One interesting thing to note, however, is that there have been rumors that Wit Studio, the ones who make Attack on Titan, will be cancelling the series after this arc.
If this is true, then it means the series will have to be picked up by another studio, which means we will have to wait a while before getting the next season.
While this would be sad, I have to say this is only a rumor.

Spoiler Review:

Who knew that baseball could get so violent?
In all seriousness, the scene where the Beast Titan started throwing crushed rocks at the scouts is somehow made more horrifying here than in the manga for me.
The shot of the rocks crashing into buildings with dust and splashes of blood rising up, along with the agonized screams of dying scouts, is very disturbing.
The manga panels of this scene always felt a little stiff to me so to see it animated with such horrifying ferocity is great.
On top of this, the development that came from Erwin here is fantastic.
Erwin is a selfish person who has manipulated others into giving their lives for humanity, while he alone had personal dreams.

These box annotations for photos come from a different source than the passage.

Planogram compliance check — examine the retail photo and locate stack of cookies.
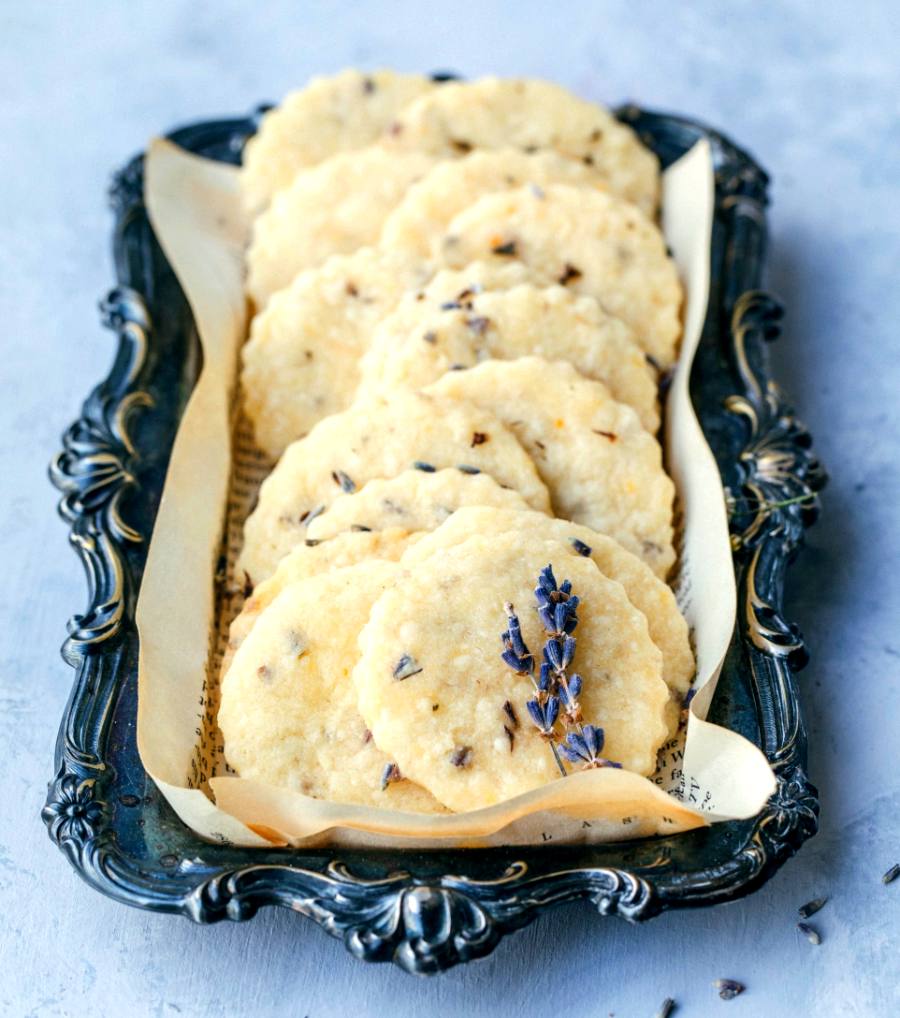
[219,71,694,812]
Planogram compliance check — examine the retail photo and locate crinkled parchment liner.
[137,140,775,847]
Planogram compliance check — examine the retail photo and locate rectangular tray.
[43,106,826,973]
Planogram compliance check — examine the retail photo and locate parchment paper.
[137,140,775,847]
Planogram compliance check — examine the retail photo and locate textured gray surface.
[0,0,900,1018]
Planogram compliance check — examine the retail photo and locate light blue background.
[0,0,900,1018]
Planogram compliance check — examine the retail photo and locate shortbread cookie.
[427,357,675,576]
[440,184,681,367]
[382,77,660,215]
[240,70,434,213]
[400,507,695,723]
[241,247,431,457]
[353,533,668,811]
[246,146,434,307]
[381,149,605,259]
[306,466,528,547]
[238,391,550,583]
[360,285,660,433]
[219,562,443,813]
[220,525,421,675]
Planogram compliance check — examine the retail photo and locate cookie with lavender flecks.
[219,562,443,813]
[306,466,528,541]
[440,184,681,367]
[426,357,675,577]
[401,506,695,730]
[360,283,660,433]
[386,77,660,216]
[246,146,434,307]
[353,533,669,811]
[220,529,420,675]
[240,247,433,457]
[237,390,550,583]
[380,149,606,260]
[240,70,435,213]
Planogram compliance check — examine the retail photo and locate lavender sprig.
[501,565,621,775]
[500,602,566,778]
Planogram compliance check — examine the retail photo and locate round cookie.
[305,466,528,545]
[241,247,431,457]
[381,149,605,259]
[219,562,443,813]
[219,525,419,675]
[427,357,675,577]
[237,391,550,583]
[382,77,660,216]
[353,533,668,811]
[400,506,696,712]
[246,146,434,307]
[360,284,660,433]
[240,70,435,213]
[440,184,681,367]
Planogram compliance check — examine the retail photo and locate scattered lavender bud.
[331,470,356,495]
[713,979,746,1001]
[797,898,828,919]
[491,240,516,258]
[391,654,423,682]
[381,764,403,791]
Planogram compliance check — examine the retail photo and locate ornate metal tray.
[43,107,825,973]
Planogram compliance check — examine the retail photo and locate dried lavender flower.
[381,764,403,791]
[391,654,423,682]
[797,898,828,919]
[331,470,356,495]
[501,566,621,775]
[713,979,747,1001]
[559,725,622,770]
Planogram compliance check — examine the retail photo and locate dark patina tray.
[43,101,825,972]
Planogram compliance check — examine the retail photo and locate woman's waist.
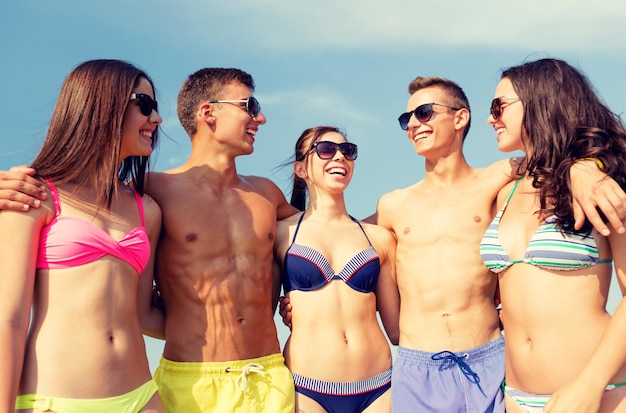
[284,344,392,382]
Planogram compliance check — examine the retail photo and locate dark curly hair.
[502,59,626,231]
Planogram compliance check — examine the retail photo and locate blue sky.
[0,0,626,372]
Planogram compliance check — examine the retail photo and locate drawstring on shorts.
[430,350,485,394]
[226,363,267,393]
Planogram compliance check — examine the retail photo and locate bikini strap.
[348,215,373,247]
[133,189,146,227]
[289,211,306,248]
[45,177,61,217]
[504,176,524,206]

Yet in this episode, he finally sheds this.
He gives up on his dream and finally lives up to the ideals he sprouted, giving his life and the lives of his soldiers so that Levi can have a shot at killing the Beast Titan.
The build up to this moment is well done with Erwin voicing his flaws to Levi, who ultimately convinces him to do the right thing.
The big cliffhanger of the episode sees a rock ripping right through his stomach as he urges his soldiers to fight as they run straight to death’s door.
Along with this, we also get to see how the scouts are dealing with the Colossal Titan.
Unsure of what to do next, Armin passes on leadership to Jean, who initiates a plan of attack to stop Bertholdt reaching the wall.
This leads to Eren attacking Bertholdt but, while appearing to work at first, everything goes wrong when Bertholdt kicks him to the top of the wall, knocking him unconscious and forcing the Scouts to fight the Colossal Titan themselves.
This is where my issue for “Perfect Game” came in.
While Jean, Sasha and Connie attempt to distract Bertholdt, Mikasa launches the Thunder Spears at him from behind, only for him to use his steam to launch them back at her.
In the manga, the explosion clearly hurts her, and it looks like you can see shrapnel marks on her back, detailing how hard this fight is on her and everyone else.
However, in the anime this is watered down.
Mikasa says she took shrapnel but it does not look that bad by comparison, lessening the impact.
Another minor problem I have is Connie’s “eavesdropping” joke, which now does feel a bit out of place.
Not only that but it rearranges some of the parts of the previous episode, making it feel a bit disjointed.
However, as I said in my spoiler free review, these problems are only minor.
The rest of “Perfect Game” is great with its themes of sacrifice, epitomized by Erwin’s final advance.
Well, that is four episodes down and six to go and, I have to say, I cannot wait for the rest of them.
If you are an anime only, then those next six episodes will surely blow your mind.